Chapter 2: Design Methods
Executable design principles, failure analysis, decision logic, and key dimensions
2.1 Executable Design Principles
These twelve design principles are not abstract guidelines — each one is accompanied by a specific condition under which it applies, a technical basis, and an acceptance criterion. Organizations should map each principle to their applicable compliance framework and verify implementation through the specified acceptance evidence. Principles are ordered from most fundamental (evidence preservation) to most operational (lifecycle management).
Principle 1: Evidence-First Storage
Write raw logs to immutable storage before or alongside indexing. The index is a convenience layer; the raw vault is the evidence layer. Never allow indexing failure to cause evidence loss.
Principle 2: Separation of Index and Evidence
The search index is rebuildable from raw evidence; evidence is immutable and cannot be rebuilt from the index. These two stores must reside on separate logical or physical storage with separate access controls.
Principle 3: End-to-End Identity Binding
Every sender has a verifiable identity (certificate/TPM) and is allowlisted before being permitted to inject logs. Anonymous or unauthenticated senders must be rejected at the collection boundary.
Principle 4: Reliable Delivery with Explicit Loss Accounting
Buffers, retries, backpressure, and drop counters must all exist. Any log loss must be explicitly counted, alarmed, and accounted for — "acceptable loss" without measurement is not acceptable in a compliance context.
Principle 5: Time as a Security Control
Detect and alarm on time drift. Record both event_time (from source) and receive_time (at collector). Use authenticated NTP. Treat time manipulation as a security incident, not an operational issue.
Principle 6: Cryptographic Integrity with Periodic Verification
Hash chains and digital signatures are not sufficient alone — they must be verified on a schedule. Unverified integrity controls provide only the illusion of protection; tampering may go undetected for months without active verification.

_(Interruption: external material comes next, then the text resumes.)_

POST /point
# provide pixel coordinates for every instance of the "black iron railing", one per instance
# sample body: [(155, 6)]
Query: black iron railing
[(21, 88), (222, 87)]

Principle 7: Immutability Enforced by Storage Controls, Not Only Software
WORM/Object Lock/SnapLock must be enabled at the storage platform level. Software-only immutability can be bypassed by a privileged administrator. Storage-level locks cannot be removed even by the storage administrator without a separate governance process.
Principle 8: Least Privilege + Separation of Duties
Operations staff cannot delete evidence. Auditors can read but not modify. Security analysts can search but not export raw evidence without approval. No single role should have the combined ability to delete evidence and delete the audit trail of that deletion.
Principle 9: Dual Control for Destructive Actions
Require two-person approval plus alerting for purge, retention change, time change, and key policy changes. The approval workflow itself must be logged immutably. Break-glass procedures must be documented and audited post-use.
Principle 10: Observable System (Meta-Logging)
Every component emits its own operational logs and metrics. The log system must log about itself — collector health, ingest rates, verification results, and admin actions are all first-class evidence. A system that cannot be observed cannot be trusted.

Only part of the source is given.